BILOXI (WLOX) -- "I didn't know what was going on with me at first. I literally thought I was going crazy," said disabled Iraq War veteran Naomi Kraima.
Kraima is describing the onset of Post Traumatic Stress Disorder. While deployed to Iraq, Kraima's convoy was attacked, a friend was killed and another badly injured. The single mother of three is now medically retired and also suffering from physical disabilities. But, despite her setbacks, Kraima says she's dealing with the disorder head-on.
"To cope with it better, you have to be able to speak about it and process it. I want other veterans or other children who are going through it to say, 'Oh, I'm not alone.'"
All You, a national women's magazine asked Kraima to share her story. But Kraima says the story is also about her children and other children whose parents suffer from PTSD.

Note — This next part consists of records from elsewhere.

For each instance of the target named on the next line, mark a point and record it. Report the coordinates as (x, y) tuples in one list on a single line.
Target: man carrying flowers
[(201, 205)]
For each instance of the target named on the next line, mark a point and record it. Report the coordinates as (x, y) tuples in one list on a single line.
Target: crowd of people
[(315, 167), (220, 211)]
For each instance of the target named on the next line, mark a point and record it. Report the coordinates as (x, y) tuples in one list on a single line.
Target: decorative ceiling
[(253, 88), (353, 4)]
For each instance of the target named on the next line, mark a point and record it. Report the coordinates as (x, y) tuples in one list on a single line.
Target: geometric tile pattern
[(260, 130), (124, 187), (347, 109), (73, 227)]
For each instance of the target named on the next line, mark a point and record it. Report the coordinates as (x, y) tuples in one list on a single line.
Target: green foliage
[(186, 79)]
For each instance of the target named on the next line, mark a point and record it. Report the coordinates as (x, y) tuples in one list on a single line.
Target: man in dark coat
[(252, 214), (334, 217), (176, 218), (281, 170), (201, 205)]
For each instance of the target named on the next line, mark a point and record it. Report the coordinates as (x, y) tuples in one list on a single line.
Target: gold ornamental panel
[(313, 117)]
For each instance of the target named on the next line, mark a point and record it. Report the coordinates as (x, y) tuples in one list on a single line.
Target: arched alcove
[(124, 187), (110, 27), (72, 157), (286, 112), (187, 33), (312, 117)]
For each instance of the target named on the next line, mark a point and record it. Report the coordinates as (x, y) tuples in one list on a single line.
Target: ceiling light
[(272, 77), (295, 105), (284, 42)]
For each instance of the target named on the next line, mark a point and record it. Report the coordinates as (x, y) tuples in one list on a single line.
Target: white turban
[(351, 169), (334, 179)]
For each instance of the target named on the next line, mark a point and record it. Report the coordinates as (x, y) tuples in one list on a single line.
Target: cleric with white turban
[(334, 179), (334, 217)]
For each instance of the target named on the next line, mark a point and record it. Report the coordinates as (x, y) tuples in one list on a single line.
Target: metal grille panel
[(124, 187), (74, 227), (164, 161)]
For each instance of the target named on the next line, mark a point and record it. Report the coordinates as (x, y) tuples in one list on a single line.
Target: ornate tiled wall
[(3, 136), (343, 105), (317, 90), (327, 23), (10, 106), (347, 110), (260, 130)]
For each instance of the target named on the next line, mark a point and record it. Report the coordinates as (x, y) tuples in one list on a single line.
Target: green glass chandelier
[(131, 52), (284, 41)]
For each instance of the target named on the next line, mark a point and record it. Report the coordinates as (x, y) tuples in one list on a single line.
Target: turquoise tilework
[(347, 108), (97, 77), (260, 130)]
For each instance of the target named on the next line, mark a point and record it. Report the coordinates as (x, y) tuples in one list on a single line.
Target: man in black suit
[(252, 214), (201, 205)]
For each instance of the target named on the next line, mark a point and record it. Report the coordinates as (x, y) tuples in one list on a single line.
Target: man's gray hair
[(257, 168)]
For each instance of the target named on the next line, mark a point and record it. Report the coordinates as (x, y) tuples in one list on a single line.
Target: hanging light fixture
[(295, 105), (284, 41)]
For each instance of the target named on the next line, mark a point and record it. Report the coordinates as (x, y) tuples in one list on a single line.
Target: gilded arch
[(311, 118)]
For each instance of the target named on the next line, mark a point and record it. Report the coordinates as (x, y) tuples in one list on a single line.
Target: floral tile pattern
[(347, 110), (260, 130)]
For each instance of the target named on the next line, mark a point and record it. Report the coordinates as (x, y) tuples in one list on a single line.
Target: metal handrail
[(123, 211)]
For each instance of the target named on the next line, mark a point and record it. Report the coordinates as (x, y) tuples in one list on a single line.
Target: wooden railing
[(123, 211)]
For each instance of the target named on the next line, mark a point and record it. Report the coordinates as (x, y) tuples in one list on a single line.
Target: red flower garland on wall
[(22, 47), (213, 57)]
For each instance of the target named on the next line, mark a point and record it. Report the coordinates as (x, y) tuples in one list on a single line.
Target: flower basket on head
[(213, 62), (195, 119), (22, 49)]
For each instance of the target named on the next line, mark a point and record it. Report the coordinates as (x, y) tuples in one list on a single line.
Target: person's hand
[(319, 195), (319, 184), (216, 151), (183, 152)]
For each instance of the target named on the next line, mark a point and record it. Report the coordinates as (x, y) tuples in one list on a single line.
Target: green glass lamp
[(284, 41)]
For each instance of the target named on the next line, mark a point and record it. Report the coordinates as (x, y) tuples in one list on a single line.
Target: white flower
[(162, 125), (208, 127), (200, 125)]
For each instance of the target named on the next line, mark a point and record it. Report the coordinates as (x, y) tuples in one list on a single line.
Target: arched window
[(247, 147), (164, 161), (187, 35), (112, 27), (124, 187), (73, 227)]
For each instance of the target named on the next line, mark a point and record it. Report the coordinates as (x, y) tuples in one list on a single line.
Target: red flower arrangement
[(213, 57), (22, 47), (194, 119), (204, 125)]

"There's stuff out there for children while the soldier's gone, but they don't really address anything for the children once they get back," Kraima said.
Kraima says camp COPE out of Fort Hood, Texas is one of the only camp programs she knows of focused on helping children after parents with PTSD return. Her daughters say it was a memorable experience.
"It was nice to go to camp COPE, because I met other friends who felt the same way I did," said daughter Carmen O'Farrell.
"When we went there it was just like, 'Yeah that's what happens to my parent, and my parent, and my parent,'" said daughter Sabrine Kraima.
Kraima says she will continue working and supporting the cause to establish more programs of this nature.
Her children also have some advice for other kids in similar situations.
"Be brave and just hang on in there. Write about it or just go to God about it and talk to Him," O'Farrell said.
"Just love them, support them and keep on encouraging them," said Sabrine Kraima.